Pour cela, l’UE semble avoir déjà réfléchi à une solution, à travers son système communautaire d’échange de quotas d’émission (SCEQE). Ce cadre fait payer aux industries le CO₂ qu’elles émettent, en quantifiant le coût environnemental d’une tonne de dioxyde de carbone.

La directive établissant le SCEQE affirme que les mesures de soutien aux industries à forte intensité énergétique doivent être réexaminées à la lumière des évolutions internationales, et que ce réexamen « pourrait » inclure l’examen de « l’opportunité de remplacer, d’adapter ou de compléter toute mesure existante visant à prévenir les fuites de carbone par des ajustements aux frontières du carbone ».

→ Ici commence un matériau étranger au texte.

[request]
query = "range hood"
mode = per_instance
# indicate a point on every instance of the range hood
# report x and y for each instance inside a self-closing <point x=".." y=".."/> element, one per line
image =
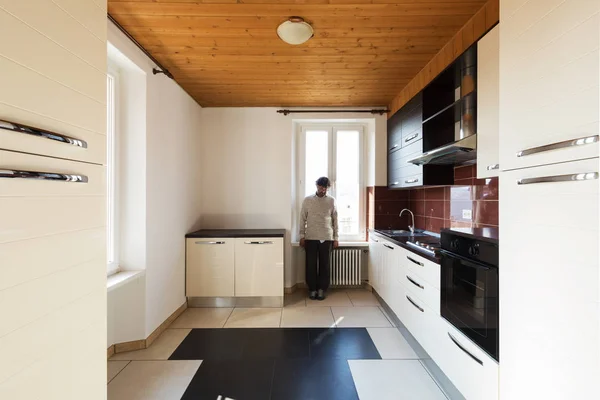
<point x="459" y="152"/>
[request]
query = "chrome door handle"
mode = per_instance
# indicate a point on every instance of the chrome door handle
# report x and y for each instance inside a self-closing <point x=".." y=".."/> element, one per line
<point x="47" y="176"/>
<point x="460" y="346"/>
<point x="414" y="282"/>
<point x="408" y="139"/>
<point x="11" y="126"/>
<point x="415" y="261"/>
<point x="415" y="304"/>
<point x="588" y="176"/>
<point x="559" y="145"/>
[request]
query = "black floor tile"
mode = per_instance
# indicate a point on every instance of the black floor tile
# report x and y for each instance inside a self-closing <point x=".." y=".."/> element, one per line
<point x="276" y="343"/>
<point x="211" y="344"/>
<point x="236" y="379"/>
<point x="313" y="379"/>
<point x="342" y="343"/>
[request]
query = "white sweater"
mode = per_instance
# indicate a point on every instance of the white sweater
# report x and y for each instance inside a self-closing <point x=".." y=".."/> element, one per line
<point x="318" y="218"/>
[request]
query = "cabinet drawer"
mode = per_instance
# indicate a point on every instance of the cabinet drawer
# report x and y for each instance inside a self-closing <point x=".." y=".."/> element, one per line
<point x="422" y="289"/>
<point x="258" y="267"/>
<point x="423" y="268"/>
<point x="210" y="267"/>
<point x="81" y="145"/>
<point x="472" y="371"/>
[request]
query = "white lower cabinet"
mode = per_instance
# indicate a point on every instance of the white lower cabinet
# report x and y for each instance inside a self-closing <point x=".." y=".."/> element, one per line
<point x="210" y="267"/>
<point x="258" y="267"/>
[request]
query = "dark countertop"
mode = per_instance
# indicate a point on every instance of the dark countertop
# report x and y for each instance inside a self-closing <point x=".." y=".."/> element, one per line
<point x="485" y="234"/>
<point x="205" y="233"/>
<point x="401" y="241"/>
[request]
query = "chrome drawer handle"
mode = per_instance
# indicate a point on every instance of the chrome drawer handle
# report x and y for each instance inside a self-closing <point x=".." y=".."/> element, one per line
<point x="47" y="176"/>
<point x="588" y="176"/>
<point x="465" y="350"/>
<point x="11" y="126"/>
<point x="560" y="145"/>
<point x="415" y="304"/>
<point x="415" y="261"/>
<point x="412" y="137"/>
<point x="414" y="282"/>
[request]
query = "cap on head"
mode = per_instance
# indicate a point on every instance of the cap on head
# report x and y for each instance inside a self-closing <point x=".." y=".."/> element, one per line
<point x="323" y="182"/>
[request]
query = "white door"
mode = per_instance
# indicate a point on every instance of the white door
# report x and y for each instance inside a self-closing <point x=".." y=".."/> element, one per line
<point x="550" y="282"/>
<point x="210" y="267"/>
<point x="258" y="267"/>
<point x="488" y="66"/>
<point x="549" y="81"/>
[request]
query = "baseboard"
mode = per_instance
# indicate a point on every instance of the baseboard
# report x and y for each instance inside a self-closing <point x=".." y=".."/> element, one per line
<point x="145" y="343"/>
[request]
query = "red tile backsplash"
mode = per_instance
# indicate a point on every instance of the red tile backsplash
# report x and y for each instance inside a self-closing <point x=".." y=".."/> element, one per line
<point x="439" y="207"/>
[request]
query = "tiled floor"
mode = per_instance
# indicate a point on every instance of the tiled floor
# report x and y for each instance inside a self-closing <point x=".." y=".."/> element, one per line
<point x="342" y="348"/>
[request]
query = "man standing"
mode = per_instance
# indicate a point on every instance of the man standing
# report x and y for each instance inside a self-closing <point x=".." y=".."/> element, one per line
<point x="318" y="234"/>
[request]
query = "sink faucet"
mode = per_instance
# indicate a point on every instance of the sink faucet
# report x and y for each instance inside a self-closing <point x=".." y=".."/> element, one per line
<point x="411" y="228"/>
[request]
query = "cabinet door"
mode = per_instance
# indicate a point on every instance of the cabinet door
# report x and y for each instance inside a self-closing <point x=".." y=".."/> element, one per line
<point x="488" y="70"/>
<point x="258" y="267"/>
<point x="549" y="283"/>
<point x="549" y="82"/>
<point x="209" y="267"/>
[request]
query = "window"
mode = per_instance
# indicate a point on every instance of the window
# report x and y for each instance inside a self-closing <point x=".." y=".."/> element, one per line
<point x="111" y="172"/>
<point x="335" y="151"/>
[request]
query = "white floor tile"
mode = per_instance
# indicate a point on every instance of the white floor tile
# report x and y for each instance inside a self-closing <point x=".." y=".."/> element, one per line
<point x="391" y="344"/>
<point x="393" y="380"/>
<point x="254" y="318"/>
<point x="360" y="317"/>
<point x="337" y="298"/>
<point x="202" y="318"/>
<point x="153" y="380"/>
<point x="361" y="298"/>
<point x="307" y="317"/>
<point x="114" y="367"/>
<point x="161" y="349"/>
<point x="296" y="299"/>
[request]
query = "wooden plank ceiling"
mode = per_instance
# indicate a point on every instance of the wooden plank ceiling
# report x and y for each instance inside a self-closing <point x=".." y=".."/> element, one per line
<point x="226" y="53"/>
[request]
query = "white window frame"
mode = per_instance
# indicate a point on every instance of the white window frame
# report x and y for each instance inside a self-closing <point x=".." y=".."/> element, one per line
<point x="332" y="129"/>
<point x="112" y="159"/>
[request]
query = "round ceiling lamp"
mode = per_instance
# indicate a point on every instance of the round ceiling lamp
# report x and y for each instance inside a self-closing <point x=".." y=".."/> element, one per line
<point x="295" y="31"/>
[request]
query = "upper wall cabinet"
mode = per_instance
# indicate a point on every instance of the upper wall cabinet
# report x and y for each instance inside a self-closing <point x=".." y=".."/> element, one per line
<point x="549" y="97"/>
<point x="488" y="65"/>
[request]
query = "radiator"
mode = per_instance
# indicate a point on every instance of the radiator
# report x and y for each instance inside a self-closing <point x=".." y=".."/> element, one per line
<point x="345" y="267"/>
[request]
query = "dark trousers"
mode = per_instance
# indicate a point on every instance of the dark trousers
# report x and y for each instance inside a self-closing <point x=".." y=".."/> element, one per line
<point x="317" y="276"/>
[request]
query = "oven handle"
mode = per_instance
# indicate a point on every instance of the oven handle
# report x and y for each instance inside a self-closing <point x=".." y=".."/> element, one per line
<point x="466" y="261"/>
<point x="460" y="346"/>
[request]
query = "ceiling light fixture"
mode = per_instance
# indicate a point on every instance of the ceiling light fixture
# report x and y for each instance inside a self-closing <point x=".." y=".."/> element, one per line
<point x="295" y="31"/>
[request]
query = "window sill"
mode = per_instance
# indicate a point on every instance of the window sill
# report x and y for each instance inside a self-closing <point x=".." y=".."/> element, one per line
<point x="121" y="278"/>
<point x="342" y="244"/>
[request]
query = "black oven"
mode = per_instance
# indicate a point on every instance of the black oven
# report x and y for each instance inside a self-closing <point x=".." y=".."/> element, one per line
<point x="469" y="287"/>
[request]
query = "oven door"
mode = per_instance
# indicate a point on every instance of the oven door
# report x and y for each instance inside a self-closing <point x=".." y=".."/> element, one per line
<point x="469" y="299"/>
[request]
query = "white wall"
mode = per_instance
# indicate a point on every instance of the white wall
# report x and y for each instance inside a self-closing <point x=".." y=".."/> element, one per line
<point x="52" y="234"/>
<point x="170" y="194"/>
<point x="247" y="169"/>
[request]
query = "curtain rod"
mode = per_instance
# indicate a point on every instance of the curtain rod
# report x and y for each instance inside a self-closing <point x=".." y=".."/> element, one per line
<point x="160" y="69"/>
<point x="374" y="111"/>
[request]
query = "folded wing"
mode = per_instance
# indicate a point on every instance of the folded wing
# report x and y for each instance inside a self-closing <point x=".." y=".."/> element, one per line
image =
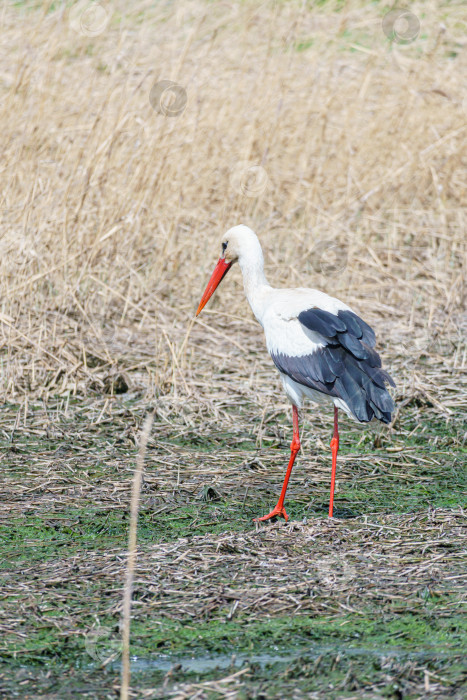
<point x="345" y="365"/>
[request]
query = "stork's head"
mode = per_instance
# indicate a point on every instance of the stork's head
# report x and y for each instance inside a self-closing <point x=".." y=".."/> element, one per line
<point x="240" y="243"/>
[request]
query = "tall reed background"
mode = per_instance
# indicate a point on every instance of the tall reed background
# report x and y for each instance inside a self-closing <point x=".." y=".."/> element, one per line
<point x="133" y="134"/>
<point x="344" y="151"/>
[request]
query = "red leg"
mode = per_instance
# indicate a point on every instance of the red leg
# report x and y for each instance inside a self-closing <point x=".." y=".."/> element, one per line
<point x="334" y="449"/>
<point x="279" y="510"/>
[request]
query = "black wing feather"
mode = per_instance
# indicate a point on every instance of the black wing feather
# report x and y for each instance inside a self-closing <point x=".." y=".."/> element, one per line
<point x="346" y="367"/>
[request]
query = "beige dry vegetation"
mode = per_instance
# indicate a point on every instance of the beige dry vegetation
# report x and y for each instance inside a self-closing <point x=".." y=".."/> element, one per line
<point x="347" y="154"/>
<point x="111" y="212"/>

En clair : en affirmant que les importateurs doivent respecter les lois européennes sur le climat, l’UE contourne les règles du commerce international fixées par l’OMC. Par exemple, l’UE pourrait exempter les importations d’acier et d’aluminium (dont les émissions de dioxyde de carbone sont importantes) des quotas gratuits, ce qui affecterait considérablement les importations étrangères.

Quelle est la différence avec Trump ?

Trump a également imposé des droits de douane sur l’acier et l’aluminium en provenance d’Europe, dans le but de « protéger les emplois américains ». En réalité, ce sont les entreprises et les consommateurs américains qui ont fini par payer la facture de ces droits de douane. Les Etats-Unis devraient plutôt pratiquer le libre-échange, qui est une politique économiquement raisonnable d’échanges mutuels. C’est également ce que l’Union européenne avait dit à Trump, lorsqu’elle s’était opposée à ces mesures.

En réalité, l’Union européenne est tout aussi protectionniste que les Etats-Unis. La différence notable est que l’Europe a trouvé des moyens plus élaborés de mettre en œuvre les mêmes politiques et, trop souvent, de s’en tirer à bon compte.